75. Bu, Allah'ın tüm yeri ve gökleri kaplayan ayetlerini gözardı edip görmezlikten gelenlerin kayıtsızlığına karşı bir uyarıdır ve böylelerine sağlam gözlemler yaparak hakikatı araştırmayı tavsiye etmektedir. Zira eşya (nesneler) yalnızca birer "şey" değil, Hakk'a işarette bulunan birer ayettir de; şu halde araştırmacı, bu ayetlere hayvanlardan farklı biçimde bakmalıdır. Böyle olmalıdır çünkü ağacı, dağı, suyu... bir hayvan da görmektedir, fakat onlar için sadece ağaç, dağ ve su olmaktan ibarettir ve duyuları aracılığıyla onlardan ihtiyaçları yolunda faydalanır. Fakat Allah insana eşya (nesneler) üzerinde derin derin düşünebilsin ve bu ayetleri aracılığıyla hakikatı araştırsın diye, onların maddi ve fiziki görünümlerinin ötesini kavrayabilmesini sağlayacak bir akıl ihsan etmiştir. İnsanların hakikatı keşfedememesinin ve dalalete düşmesinin nedeni eşyayı "ayetler" olarak mütalaa etmemeleri ve eşyanın bu vechesinden yüz çevirmeleridir. Eğer onlar peygamberlerin mesajına bile bile zihinlerini kapamasalardı, bu mesajı kavramaları onu kendilerine rehber edinmeleri hiç de zor olmayacaktı.
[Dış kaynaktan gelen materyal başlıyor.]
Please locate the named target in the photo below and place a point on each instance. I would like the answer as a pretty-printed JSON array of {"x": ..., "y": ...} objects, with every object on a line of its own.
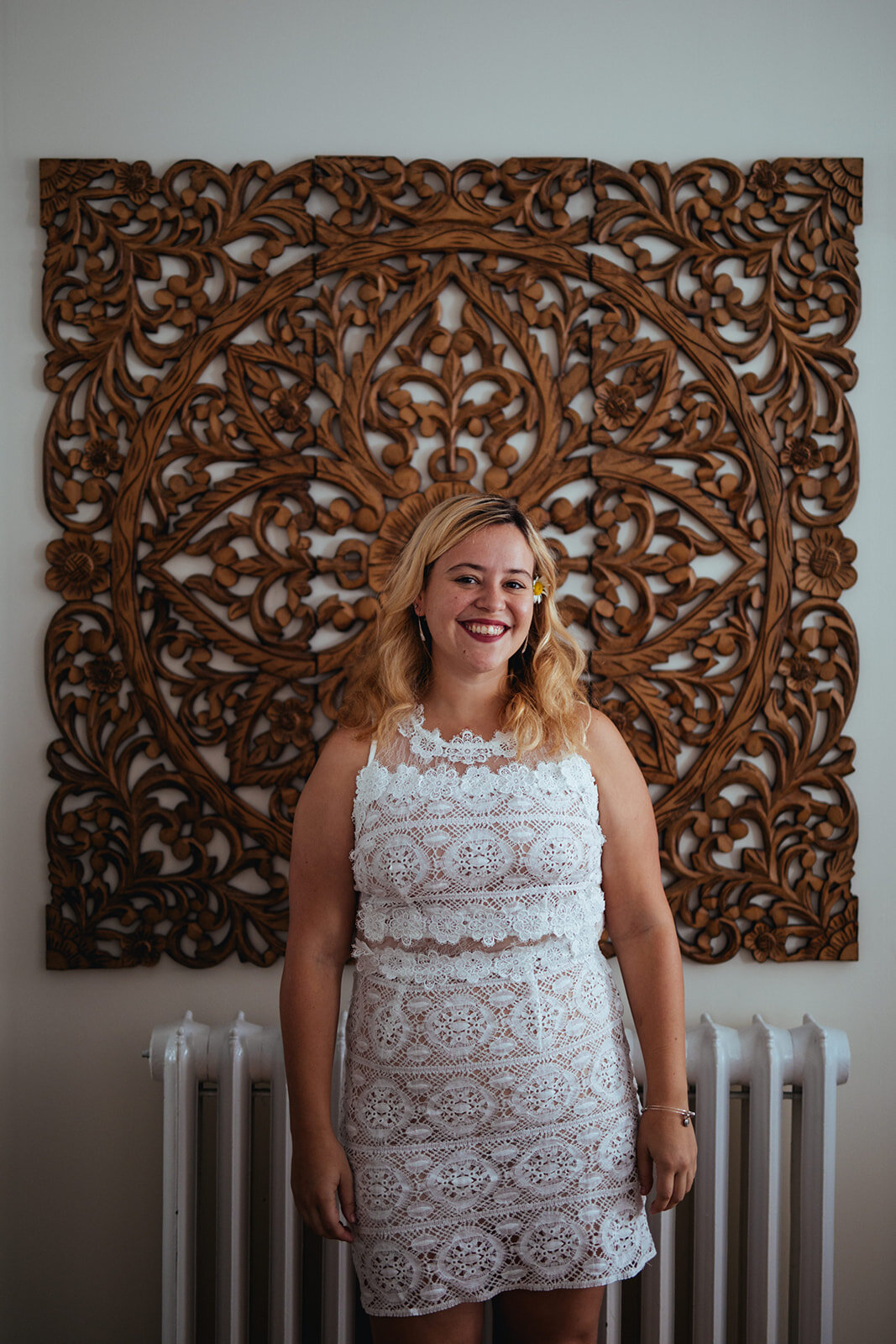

76. Başka ilahları Allah'a eş koşmalarının nedeni Allah'ın Sırat-ı Müstakim'e giden yolu gösteren işaret levhaları mesabesindeki ayetlerinden yüz çevirmeleridir. Böylece yoldan sapmakta ve dikenli çalılar arasında yitip gitmektedirler. Gerçi çoğu hakikatı bütünüyle gözden kaçırmamıştır ve Allah'ı bir yaratıcı, bir Rabb olarak inkar etmemekte ancak O'na şirk koşmaktadır. Yani, Allah'ın varlığını inkar etmemekte fakat, O'nun zatına, sıfatlarına, kudret ve haklarına ortak olan başka ilahlara da inanmaktadır. Eğer gökler ve yerdeki ayetleri bu bakış açısıyla müşahade etselerdi hiçbir zaman şirke düşmezlerdi, zira her yer ve şeydeki bu ayetlerin, Allah'ın birliğinin birer delili olduğunu keşfedeceklerdi.